Ao contrário dos 1001 comentadores que agora garantem que estavam mesmo a ver que as eleições iriam terminar assim, eu não estava.
As sondagens indicavam que o crescimento do Chega era possível, e até provável, mas João Miguel Tavares não queria acreditar nisso, por três razões:
1) porque os 50 deputados do Chega tinham oferecido uma única coisa ao país: maus modos e gritaria;
2) porque o episódio das malas e outros casos de polícia tinham revelado a qualidade lastimável dos seus quadros;
3) porque estava convencido que parte do seu eleitorado não tinha apreciado a queda do Governo e poderia transferir os votos para a AD. (…)
É certo que sempre me esforcei para compreender o Chega, nunca engoli a conversa do regresso do fascismo, e sempre achei que a estratégia das linhas vermelhas iria desembocar aqui — no crescimento da direita radical através da agregação de uma multidão de descontentes que não precisam de concordar em nada, excepto no ódio aos partidos do regime.
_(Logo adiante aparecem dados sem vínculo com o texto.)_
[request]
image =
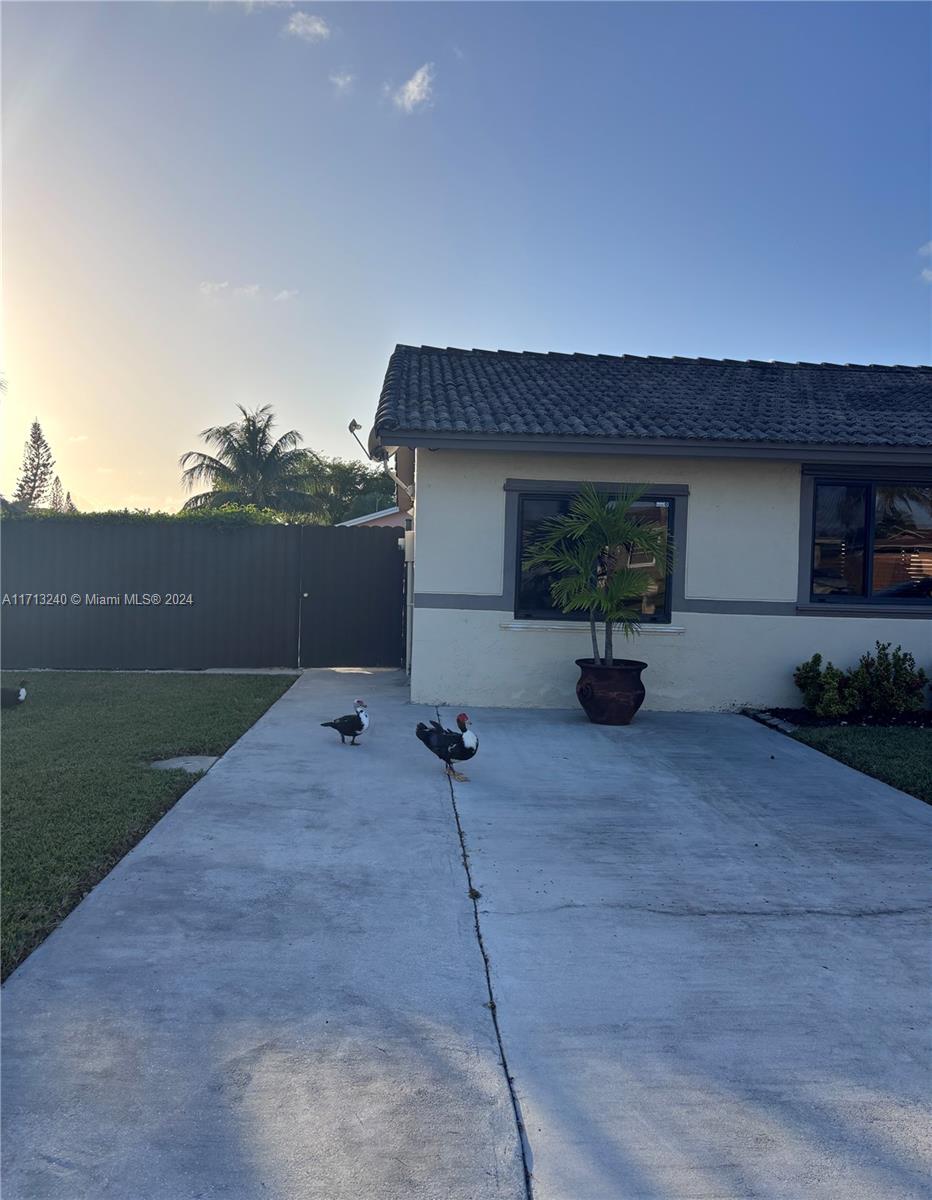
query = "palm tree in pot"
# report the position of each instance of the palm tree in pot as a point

Mas, ainda assim, nunca pensei que o crescimento fosse tão rápido, e era, para mim, inimaginável, no contexto destas eleições, que o Chega pudesse ultrapassar o PS em deputados. (…)
Eis boa parte do problema da tribalização: quem se interessa por política enfia palas nos olhos e não se esforça minimamente para perceber o mundo à sua volta — e isto inclui gente que é paga precisamente para isso.
Estou farto do exército de comentadores que acerta nos resultados do Totobola às segunda-feiras.
Todos nós — comunidade de jornalistas, de comentadores, de leitores — temos de fazer um esforço genuíno para sair da bolha onde estamos enfiados.
Neste momento, há dois países políticos, e o de 22,5% permanece na sombra. 
Responder com indignação já não chega.
É preciso começar a estagiar fora da bolha.
Nunca ninguém combaterá com eficácia aquilo que não consegue compreender.”